Before the study, this rare fish had only been found in a small section of the Upper Clinch River and in a larger section of the lower middle Duck River in Tennessee. Their small size – about the size of a pen cap – and their tendency to bury themselves under gravel during the day has made finding these endangered catfish difficult.
Hoping to be able to find more hidden pockets of the fish, Allen, Mattingly and Wells collected data on the pygmy madtom’s current favorite places to reside. Armed with data on the environment of the current habitat – such as canopy cover, drainage area, flow rate and slope – they worked with GIS mapping software MaxEnt to predict other likely spots the pygmy madtom might be hiding.
“We found that, according to the model, there were some locations north of the Tennessee-
Virginia line that were outside of the known distribution of the pygmy madtom, but
have high habitat suitability and could be great starting points for future field
sampling efforts,” Allen said.
Their findings have been published in the peer-reviewed scientific journal, “Journal of Fish and Wildlife Management,” and will not only serve as a starting point for finding other hidden pockets of pygmy madtoms, but also provide an example for other scientists to replicate when looking for other hard-to-find species.

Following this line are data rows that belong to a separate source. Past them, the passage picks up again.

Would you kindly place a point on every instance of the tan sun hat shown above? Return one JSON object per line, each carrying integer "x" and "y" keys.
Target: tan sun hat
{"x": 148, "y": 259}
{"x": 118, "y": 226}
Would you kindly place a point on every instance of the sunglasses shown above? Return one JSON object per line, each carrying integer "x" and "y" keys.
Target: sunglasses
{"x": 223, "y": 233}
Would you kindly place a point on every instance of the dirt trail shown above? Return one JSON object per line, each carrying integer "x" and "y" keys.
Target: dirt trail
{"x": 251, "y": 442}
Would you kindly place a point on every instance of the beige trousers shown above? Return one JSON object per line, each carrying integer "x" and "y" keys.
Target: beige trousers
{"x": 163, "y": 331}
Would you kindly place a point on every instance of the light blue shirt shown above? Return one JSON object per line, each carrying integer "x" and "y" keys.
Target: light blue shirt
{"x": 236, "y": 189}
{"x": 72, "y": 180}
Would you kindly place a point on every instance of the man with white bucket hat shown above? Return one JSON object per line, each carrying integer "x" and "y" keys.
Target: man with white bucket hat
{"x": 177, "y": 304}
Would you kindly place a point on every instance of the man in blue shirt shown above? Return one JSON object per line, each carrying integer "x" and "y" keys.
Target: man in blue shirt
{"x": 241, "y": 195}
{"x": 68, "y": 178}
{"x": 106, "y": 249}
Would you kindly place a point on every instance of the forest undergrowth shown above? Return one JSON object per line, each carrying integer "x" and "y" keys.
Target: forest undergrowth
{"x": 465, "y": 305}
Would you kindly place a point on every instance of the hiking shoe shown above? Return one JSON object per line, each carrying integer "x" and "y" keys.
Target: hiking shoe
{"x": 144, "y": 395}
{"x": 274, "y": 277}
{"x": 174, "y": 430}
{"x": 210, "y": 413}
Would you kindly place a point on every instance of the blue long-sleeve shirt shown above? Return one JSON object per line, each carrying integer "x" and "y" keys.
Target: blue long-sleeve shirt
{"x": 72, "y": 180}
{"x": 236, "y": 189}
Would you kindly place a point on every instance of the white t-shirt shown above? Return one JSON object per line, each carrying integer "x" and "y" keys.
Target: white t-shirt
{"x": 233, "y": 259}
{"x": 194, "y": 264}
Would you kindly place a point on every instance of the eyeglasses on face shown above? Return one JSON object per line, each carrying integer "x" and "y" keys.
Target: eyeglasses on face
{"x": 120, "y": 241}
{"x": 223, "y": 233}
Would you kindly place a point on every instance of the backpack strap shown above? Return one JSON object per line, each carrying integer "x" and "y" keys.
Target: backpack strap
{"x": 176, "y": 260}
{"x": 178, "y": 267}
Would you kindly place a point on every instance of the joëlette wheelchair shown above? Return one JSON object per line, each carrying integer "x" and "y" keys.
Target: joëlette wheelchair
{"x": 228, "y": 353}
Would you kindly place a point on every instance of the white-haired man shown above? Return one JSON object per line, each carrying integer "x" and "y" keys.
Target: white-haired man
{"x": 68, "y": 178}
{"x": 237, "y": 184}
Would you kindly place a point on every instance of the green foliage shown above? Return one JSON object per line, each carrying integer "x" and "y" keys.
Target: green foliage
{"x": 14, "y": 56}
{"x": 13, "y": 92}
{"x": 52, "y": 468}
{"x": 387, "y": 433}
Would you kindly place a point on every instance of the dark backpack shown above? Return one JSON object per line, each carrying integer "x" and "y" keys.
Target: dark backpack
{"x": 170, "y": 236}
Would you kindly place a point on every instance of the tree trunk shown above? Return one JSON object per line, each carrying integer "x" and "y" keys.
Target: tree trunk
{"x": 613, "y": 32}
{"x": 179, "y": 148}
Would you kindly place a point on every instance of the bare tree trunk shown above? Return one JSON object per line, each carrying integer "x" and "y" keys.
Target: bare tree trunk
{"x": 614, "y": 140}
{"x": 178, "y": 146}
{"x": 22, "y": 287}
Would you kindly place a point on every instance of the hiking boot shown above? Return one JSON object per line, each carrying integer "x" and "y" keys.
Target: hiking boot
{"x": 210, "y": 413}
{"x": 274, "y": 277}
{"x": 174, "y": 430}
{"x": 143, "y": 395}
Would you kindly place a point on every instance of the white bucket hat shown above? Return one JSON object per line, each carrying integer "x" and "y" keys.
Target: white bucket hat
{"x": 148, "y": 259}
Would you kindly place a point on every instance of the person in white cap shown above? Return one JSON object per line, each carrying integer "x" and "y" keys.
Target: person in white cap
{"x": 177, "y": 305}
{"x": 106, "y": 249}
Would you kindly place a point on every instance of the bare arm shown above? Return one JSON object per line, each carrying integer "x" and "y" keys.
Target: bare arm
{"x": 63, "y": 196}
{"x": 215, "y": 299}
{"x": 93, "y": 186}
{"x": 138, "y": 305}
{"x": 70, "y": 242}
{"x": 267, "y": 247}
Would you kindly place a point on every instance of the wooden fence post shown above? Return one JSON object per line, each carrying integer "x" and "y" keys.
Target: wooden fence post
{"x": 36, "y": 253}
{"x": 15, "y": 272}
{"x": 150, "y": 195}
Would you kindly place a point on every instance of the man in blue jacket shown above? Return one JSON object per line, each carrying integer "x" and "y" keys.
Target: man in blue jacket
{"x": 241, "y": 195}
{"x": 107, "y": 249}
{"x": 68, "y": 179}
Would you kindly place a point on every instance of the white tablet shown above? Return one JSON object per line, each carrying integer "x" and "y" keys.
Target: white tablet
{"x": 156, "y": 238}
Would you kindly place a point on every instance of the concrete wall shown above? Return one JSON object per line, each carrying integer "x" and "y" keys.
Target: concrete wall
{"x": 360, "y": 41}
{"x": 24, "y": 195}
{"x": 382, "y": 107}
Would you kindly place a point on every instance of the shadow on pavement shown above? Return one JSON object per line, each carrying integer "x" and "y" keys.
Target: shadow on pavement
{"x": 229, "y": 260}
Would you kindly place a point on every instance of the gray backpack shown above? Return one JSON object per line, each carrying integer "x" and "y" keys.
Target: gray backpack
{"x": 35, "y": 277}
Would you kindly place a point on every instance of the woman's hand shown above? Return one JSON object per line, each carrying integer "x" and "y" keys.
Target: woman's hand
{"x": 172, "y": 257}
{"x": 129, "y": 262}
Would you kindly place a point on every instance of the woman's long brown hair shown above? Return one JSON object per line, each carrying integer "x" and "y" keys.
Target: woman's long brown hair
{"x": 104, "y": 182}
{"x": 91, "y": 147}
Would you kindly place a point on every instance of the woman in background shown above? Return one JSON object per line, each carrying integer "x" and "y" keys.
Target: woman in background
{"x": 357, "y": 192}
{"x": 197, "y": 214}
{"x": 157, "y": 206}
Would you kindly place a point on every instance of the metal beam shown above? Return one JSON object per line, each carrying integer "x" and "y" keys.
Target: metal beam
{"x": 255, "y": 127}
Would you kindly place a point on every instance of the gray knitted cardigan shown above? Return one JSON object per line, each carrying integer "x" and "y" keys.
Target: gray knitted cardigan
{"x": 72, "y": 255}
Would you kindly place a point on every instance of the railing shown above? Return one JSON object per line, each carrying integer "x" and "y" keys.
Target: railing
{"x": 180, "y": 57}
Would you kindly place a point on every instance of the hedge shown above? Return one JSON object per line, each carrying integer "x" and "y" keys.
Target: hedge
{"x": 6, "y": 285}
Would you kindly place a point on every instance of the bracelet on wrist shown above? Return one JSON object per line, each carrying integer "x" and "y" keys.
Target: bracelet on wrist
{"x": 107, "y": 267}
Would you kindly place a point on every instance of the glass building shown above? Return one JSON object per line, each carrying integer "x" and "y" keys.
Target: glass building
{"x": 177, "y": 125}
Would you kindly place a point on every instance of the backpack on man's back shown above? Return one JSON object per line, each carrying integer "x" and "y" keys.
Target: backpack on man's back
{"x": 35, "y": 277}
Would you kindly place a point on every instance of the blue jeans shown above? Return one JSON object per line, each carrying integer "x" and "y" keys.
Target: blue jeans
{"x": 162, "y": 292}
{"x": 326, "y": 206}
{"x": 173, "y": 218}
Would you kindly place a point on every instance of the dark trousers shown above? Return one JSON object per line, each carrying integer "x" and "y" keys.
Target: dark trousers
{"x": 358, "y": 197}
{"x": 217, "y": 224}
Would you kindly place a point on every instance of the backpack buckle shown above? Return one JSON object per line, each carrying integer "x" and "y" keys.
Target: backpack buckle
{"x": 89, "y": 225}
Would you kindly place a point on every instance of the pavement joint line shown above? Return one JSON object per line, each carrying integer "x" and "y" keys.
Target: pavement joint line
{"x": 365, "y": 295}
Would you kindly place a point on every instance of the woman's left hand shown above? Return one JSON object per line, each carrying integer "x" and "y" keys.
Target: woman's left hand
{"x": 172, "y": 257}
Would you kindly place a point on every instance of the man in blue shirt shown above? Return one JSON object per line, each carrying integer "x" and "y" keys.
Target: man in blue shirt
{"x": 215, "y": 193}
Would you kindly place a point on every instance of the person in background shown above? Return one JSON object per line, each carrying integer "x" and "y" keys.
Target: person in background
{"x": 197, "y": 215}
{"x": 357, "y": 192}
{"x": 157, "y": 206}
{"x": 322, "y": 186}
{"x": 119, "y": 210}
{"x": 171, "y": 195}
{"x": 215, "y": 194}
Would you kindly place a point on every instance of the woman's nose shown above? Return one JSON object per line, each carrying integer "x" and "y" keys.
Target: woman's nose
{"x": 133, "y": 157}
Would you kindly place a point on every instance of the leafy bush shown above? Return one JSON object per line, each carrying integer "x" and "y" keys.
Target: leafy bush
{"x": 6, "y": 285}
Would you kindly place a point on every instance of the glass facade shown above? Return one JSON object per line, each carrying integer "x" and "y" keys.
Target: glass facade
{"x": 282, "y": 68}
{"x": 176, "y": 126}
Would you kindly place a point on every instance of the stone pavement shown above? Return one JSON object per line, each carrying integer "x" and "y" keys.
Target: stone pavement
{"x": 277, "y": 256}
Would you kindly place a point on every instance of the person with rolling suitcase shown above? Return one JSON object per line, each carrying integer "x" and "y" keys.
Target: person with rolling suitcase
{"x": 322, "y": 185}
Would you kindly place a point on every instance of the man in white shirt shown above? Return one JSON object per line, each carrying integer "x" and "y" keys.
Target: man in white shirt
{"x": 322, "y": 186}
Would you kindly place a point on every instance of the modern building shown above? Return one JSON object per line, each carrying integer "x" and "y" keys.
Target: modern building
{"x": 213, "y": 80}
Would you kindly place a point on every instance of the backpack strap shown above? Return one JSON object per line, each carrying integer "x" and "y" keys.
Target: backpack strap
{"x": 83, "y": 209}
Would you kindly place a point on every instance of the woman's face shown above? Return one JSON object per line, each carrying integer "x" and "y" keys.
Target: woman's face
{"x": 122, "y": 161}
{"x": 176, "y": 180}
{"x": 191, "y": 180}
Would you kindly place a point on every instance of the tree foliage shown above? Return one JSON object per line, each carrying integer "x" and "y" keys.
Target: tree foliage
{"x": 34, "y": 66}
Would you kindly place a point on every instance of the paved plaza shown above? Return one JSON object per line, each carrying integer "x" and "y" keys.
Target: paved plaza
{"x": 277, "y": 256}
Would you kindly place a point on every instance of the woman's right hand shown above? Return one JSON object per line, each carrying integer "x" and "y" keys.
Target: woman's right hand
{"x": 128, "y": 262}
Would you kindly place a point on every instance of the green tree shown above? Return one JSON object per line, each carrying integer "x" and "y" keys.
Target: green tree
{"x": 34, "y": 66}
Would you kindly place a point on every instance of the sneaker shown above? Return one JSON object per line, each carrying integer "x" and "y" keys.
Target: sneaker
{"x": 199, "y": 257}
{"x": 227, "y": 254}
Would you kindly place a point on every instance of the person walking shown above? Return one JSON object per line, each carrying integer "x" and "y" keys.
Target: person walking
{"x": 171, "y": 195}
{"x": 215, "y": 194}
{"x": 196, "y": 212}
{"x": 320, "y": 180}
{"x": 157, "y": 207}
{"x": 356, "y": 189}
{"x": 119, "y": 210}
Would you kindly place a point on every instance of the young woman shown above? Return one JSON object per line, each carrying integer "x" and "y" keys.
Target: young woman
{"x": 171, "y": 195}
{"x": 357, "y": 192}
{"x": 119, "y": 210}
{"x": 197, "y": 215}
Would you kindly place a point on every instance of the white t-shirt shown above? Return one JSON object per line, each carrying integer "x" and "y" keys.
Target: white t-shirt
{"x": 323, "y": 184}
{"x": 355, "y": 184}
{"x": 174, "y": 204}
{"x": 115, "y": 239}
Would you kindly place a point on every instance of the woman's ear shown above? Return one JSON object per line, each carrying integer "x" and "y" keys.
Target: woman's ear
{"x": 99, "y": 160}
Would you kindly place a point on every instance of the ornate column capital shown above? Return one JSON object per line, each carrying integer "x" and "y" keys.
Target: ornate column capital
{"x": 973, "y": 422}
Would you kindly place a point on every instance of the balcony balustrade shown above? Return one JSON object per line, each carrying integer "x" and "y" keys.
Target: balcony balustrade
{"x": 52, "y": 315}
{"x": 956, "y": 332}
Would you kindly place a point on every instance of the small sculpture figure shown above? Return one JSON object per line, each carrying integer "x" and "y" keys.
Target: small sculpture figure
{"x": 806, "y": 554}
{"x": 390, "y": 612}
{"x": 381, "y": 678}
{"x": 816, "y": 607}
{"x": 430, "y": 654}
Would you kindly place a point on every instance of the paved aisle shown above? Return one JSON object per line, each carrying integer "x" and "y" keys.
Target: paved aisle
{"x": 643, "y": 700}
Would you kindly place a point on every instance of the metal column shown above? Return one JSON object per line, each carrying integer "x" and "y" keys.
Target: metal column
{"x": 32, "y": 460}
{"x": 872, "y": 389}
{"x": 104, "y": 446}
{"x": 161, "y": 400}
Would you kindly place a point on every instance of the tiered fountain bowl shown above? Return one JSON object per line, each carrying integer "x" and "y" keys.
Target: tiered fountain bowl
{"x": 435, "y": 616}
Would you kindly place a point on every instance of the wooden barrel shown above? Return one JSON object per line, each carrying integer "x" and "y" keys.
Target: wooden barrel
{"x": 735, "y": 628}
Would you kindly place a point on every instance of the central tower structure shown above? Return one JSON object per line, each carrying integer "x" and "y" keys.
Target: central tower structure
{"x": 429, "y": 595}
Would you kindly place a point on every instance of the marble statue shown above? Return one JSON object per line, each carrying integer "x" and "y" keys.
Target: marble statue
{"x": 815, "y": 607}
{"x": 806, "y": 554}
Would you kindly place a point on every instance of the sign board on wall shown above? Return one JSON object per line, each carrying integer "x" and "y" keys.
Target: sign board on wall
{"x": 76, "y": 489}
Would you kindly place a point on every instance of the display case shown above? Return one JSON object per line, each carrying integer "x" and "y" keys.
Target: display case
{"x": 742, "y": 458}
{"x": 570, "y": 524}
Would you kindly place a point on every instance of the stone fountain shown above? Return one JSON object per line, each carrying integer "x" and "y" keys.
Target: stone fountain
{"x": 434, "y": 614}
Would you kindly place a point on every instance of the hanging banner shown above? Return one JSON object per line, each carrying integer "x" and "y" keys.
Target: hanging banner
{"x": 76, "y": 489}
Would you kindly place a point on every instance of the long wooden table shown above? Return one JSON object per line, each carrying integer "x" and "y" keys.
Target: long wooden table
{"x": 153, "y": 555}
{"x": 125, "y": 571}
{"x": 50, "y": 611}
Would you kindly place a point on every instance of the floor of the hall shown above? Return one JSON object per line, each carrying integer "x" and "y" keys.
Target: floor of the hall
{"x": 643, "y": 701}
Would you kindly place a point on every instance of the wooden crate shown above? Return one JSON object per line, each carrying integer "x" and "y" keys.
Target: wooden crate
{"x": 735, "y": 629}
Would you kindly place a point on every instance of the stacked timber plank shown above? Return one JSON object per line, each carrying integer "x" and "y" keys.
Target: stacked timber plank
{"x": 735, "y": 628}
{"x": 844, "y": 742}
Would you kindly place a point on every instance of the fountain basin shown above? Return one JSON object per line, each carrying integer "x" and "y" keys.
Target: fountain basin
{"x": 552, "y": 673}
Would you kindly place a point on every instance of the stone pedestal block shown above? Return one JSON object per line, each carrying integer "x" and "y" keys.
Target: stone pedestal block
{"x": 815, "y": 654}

“I hope this will provide a framework for other researchers looking for methods to improve field sampling prioritizations and increase efficiency in these large rivers where sampling large stretches can be difficult,” Allen said. “I was able to take techniques used in this project and use them for my own doctoral studies as well as teach them to other students who are looking to apply MaxEnt modeling, remote sensing or GIS to their research projects.”
“Tennessee Tech University appealed to me for its extensive opportunities with research and experiential learning while also having a great community to be involved in,” she added. “As an early career scientist, the collaboration between myself and Drs. Mattingly and Wells was invaluable for jumpstarting my use of spatial analysis and species distribution models for species and environmental management.”